[This past
weekend, we held the fifth annual New England American Studies
Association (NEASA) Colloquium.
So this week I’ll share some responses to each of the five colloquia to date,
leading up to a special weekend post on AmericanStudies in 2015!]
On two
impressive kinds of digital humanities work shared at
the 2014 Colloquium, and one more I’d add into that mix.
1)
A Career in DH: Salem
State University’s Professor Roopika Risam, one of the founders of the Postcolonial Digital Humanities site and a DH
pioneer in every sense, spoke at the colloquium about the challenges and
opportunities of a career in the Digital Humanities.

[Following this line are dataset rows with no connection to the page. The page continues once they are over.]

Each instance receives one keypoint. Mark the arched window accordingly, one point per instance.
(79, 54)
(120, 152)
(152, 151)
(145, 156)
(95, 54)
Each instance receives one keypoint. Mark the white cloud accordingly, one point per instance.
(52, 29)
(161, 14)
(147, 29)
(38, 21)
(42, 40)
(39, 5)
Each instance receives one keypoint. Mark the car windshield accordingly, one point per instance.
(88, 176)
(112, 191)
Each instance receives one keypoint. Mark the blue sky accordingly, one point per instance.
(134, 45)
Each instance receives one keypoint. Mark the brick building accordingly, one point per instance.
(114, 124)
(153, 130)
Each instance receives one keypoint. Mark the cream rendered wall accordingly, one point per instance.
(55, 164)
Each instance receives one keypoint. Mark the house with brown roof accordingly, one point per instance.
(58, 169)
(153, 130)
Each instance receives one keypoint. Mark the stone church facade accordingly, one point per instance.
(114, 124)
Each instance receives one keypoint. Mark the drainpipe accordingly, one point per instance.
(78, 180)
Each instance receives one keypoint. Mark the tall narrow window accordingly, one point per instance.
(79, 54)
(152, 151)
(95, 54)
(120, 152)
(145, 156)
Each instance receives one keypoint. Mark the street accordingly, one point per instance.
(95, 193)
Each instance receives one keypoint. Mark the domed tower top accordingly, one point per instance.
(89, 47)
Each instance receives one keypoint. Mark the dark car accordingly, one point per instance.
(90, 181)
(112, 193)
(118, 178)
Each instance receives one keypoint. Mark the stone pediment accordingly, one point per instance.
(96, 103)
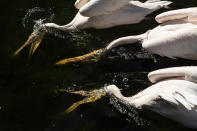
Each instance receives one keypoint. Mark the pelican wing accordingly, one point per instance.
(187, 13)
(99, 7)
(187, 73)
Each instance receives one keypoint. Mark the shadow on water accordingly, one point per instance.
(29, 99)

Along with Northeastern
University’s Ryan Cordell (who shared similar perspectives at the Fall
2012 NEASA Conference in Providence) and others, Roopika exemplifies the
possibilities of the Digital Humanities on every academic level—in teaching and
advising undergraduate and graduate students, in preparing future educators and
strengthening current ones, in producing scholarly work, in building community,
and more.
2)
A Model DH Project: Dartmouth
University’s Professor Ivy Schweitzer spoke at the colloquium on a hugely
impressive DH project, the digital
edition The Occom Circle, a
website on the life and work of 18th
century Mohegan writer and activist Samson Occom. Ivy has worked on the project
for more than three years, with support from the NEH and Dartmouth as well as
student and faculty collaborators. But make no mistake, this project has been
Ivy’s at every step, and represents a true labor of love (as well as skill and
knowledge and research and a very worthy and significant subject). Like the DH
projects on which my
Dad Stephen Railton has worked for years and continues to work today, Ivy’s
Circle models both the work required
to create such a DH project and the immense payoffs (for everyone) of putting in
that work.
3)
Pre-Conference Blogging: In a much smaller and
more communal way, I tried for a few years to help bring a digital component to NEASA, and
particularly to its annual conference. That component took the form of a pre-conference blog, a
space in which conference presenters, participants, and all other interested
parties could share and
discuss their upcoming talks and panels, as well as all related ideas and
questions. I’m not sure if the blog will continue—and NEASA has begun to expand to social media in other important
ways in any case—but I would certainly make the case for such digital
elements to conferences; I believe that the three conferences for which we ran
the pre-conference blog, as well as NEASA overall, were enriched by these
digital conversations and communities.
Last follow up tomorrow,
Ben
PS. What do you
think? Digital projects (AMST or otherwise) you’d highlight?